A woman in a long red dress and tall red and white Canada hat with stickers shining in the sun blew on a whistle and waved to the bands, military groups and dancers marching in the Royal Nova Scotia International Tattoo parade as music filled the air on Brunswick Street.
Helen Hartley, decked out in red and white, was among hundreds who lined the parade route in downtown Halifax for Canada Day or sat on Citadel Hill to get a good view on Tuesday.
“Anytime there’s a band, I’m there.
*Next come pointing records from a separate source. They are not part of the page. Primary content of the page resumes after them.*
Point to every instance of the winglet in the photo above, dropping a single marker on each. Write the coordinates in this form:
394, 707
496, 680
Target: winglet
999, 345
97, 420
It’s a wonder I wasn’t out in the middle marching along,” Hartley said with a laugh.
Myllssa Landry, 25, who wore a red and white headband with antennae as she walked amidst huge crowds on the Halifax waterfront, said she loves Canada Day because the atmosphere “is just so much fun.”
“You see the flags everywhere … all the random things people put on, even just to wear red and white it’s really cool to see that,” she said.
Jason Hubbard, a 34-year-old Department of National Defence employee, said he’s been dressing all in red with a Canadian flag as a cape and huge hat as “Captain Canada” for 12 years, usually handing out flags to kids enjoying the day.
He said it started in 2002 when he went downtown in full costume, but the bar wasn’t open yet so he joined people giving out flags on the waterfront “and it just kind of evolved from there.”
After Hubbard lived in Cairo during the early 1990s where he saw the Gulf War and “real poverty,” he said his whole perspective changed when he came home.
“I’m just naturally proud of being a Canadian, so this is my way of kind of giving back and encouraging people to get crazy and have fun on Canada Day,” Hubbard said.
Hubbard said there’s “so much freedom we don’t realize” compared to some countries, where there is no work whatsoever or a woman could be arrested for showing her shoulder.
“In the balance of things, the freedoms we do have compared to the few restrictions we have, Canada’s a place like nowhere else,” he said.